The double rainbow was a complete surprise, I cannot remember ever seeing one!
They look delicious indeed!
~bangchik
Tales - well I would only be too pleased when that day comes. And for whatever odd reason, I think you'd make a terrific baker!
Kat - that photo made me wish I had a wood-burning oven so I can turn out stuff like that (and pizza too!). As for the olive salad recipe, I figured that if I winged the muffuletta bread, why not the salad? I've updated the flickr image with ingredients and notes on how I put the salad together.
Olive salad recipe
Fern - thank you! And for once I can say how pleased I am that it isn't as hot and sunny like last summer. Seriously, I've been baking everything from cakes to pizza to tarts, and not spilling a drop of sweat from it all.
Anne - I guess you could say that I've got a one-track mind...give me a task and I won't rest til it's done!
B & K - thank you, and they certainly were, whichever way we decided to eat them.
I have a real passion for baked food, especially breads and desserts, so if I were going to develop a knack for any sort of cooking, that would really be it, because I would enjoy it.
I do enjoy a little fun with a grill and charcoal though. None of that fake gas grill stuff!
thanks I'm gonna check it out :)
I'll try when the weather gets cooler, it's a bit hot to bake anything now.
I'm sure I can find the ingredients at least, thanks god for Little Italy!
Zhu - yes thank god for Little Italy! I wish we had a large chinese/asian market in Lecco. One ingredient that I lack the most is thai nam pla, and things like chinese black bean sauce. Dishes just don't taste right without a few of these key exotic ingredients.
that photo you linked to reminded me of ciabatta. will you also share your olive salad recipe :)
Term Papers - I *winged it* on the recipe and just went by eyeball, but here is the link to the flickr image where I added all the details.
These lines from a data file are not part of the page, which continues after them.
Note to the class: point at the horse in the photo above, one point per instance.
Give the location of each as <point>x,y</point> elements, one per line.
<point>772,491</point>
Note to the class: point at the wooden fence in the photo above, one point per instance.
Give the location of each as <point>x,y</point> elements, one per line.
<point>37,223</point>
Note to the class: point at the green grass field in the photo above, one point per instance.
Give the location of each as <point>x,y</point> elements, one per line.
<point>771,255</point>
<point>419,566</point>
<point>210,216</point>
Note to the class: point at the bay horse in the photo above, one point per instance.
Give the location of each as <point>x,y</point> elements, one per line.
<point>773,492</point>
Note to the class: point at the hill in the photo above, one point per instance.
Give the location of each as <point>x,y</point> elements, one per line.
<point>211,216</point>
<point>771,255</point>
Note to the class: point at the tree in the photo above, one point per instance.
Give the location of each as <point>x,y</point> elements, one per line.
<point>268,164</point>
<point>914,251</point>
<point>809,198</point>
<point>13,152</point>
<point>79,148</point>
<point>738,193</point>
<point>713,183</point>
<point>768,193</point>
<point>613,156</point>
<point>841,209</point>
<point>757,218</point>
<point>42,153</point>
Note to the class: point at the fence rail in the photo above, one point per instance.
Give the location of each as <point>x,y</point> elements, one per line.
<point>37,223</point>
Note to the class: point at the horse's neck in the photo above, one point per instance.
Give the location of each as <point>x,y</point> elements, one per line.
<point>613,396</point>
http://www.flickr.com/photos/rubber_slippers_in_italy/3813175670/
I've never heard of this bread. I *think* I have enough durum flour to make a batch. If not, I'll buy some more. I have to try this! Can't wait actually! :) Thanks so much for sharing the recipe! :) Cheers! sheila
Sheila - I hope it works out for you as well as it did for me. One day I'd like to try these in a wood-burning oven (when we get one), because that flickr photo that I linked to is what really got me going on making muffuletta from scratch. Sicilian food traditions are fantastic!
hi Rowena, Oooooh...this bread made in a wood burning oven sounds wonderful!!! :)
By the way, I've made the bread twice now. The first time I made it I followed your recipe exactly, and the bread turned out wonderfully!!
My husband loved it so much that he asked me to make him another batch, but I was out of durum flour so I decided to try making it with farina flour (00 flour). It turned out really good, but we thought the first batch that I made with the durum flour was better.
Anyway, I really appreciate you posting the recipe! We sure did enjoy it! :)
Sheila - I am glad that it worked out for you. Durum flour does have better flavor which is why I also like to sub a little of it when making fresh pasta. Now you've got me thinking that I should make this again...it's been awhile since we've eaten muffuletta sandwiches!